Yeah that's what I've thought, but I've tried using the prime generator directly with the freshly built clang on that machine, and got the same sequence as elsewhere.
They all use fresh libcxx.

kcc added a comment.Jun 27 2018, 5:36 PM

oh, anything could be different. I wouldn't expect seed=1 to behave the same on different platforms.
Need to check why this test is flaky (too few iterations?)

@kcc Any sources of non-determinism you suspect? 10^6 iterations already take ~20 seconds, would be hesitant to bump it more.

Also it consistently finds the issue if (even empty) corpus is supplied. That's expected due to the limit of corpus data which would be stored in RAM?

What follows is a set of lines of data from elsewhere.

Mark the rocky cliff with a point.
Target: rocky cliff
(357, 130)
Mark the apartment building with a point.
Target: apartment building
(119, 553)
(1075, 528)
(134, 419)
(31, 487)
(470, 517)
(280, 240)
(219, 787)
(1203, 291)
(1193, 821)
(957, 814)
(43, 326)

This revision was automatically updated to reflect the committed changes.
kcc added a comment.Jun 27 2018, 5:52 PM

Any sources of non-determinism you suspect?

RNG is expected to provide the same values, but if e.g. the code is compiled slightly differently because
the system headers are different, then the coverage feedback will be different and hence the RNG will be called in different order.

This is very strange.
I've just ran the test manually for a few times with different seeds and it always finds the bug quickly.

clang -g -std=c++11 -fsanitize=address,fuzzer ~/llvm/projects/compiler-rt/test/fuzzer/ShrinkControlFlowSimpleTest.cpp
./a.out -exit_on_item=0eb8e4ed029b774d80f2b66408203801cb982a60 -runs=1000000 -jobs=100
kcc added a comment.Jun 27 2018, 5:54 PM

also:

>> 10^6 iterations already take ~20 seconds, would be hesitant to bump it more.

what?

for me this test completes in < 1 second even if I let it execute 10^6 iterations.

@kcc

I've just ran the test manually for a few times with different seeds and it always finds the bug quickly.

That's the simple one, the problematic one for me is ShrinkControlFlowTest.

@kcc Are you saying the behavior should be the same whether or not the (empty) coverage dir is used?

@kcc

for me this test completes in < 1 second even if I let it execute 10^6 iterations.

For me it runs in 1 second on my machine, in 12 seconds on the bot in question. Weird.

kcc added a comment.Jun 27 2018, 6:03 PM

same with ShrinkControlFlowTest. I've run it 10000 times.

Are you saying the behavior should be the same whether or not the (empty) coverage dir is used?

Hm... I would expect so...
But I don't think we provide any kind of hard guarantee for that.

For me it runs in 1 second on my machine, in 12 seconds on the bot in question. Weird.

The bot might be hugely overloaded, which in turn could be causing the troubles with the SIGUSR tests.

@kcc @morehouse
OK seems I have figured out the issue, the bot was running an earlier branch of LLVM, which did not have the OPT_FOR_FUZZING LLVM attribute,
which allowed efficient fuzzing under -O2. Seems like most problems went from there.

Does the bot config also explain the SIGUSR test flakiness?

@morehouse Probably, though test is still inherently flaky.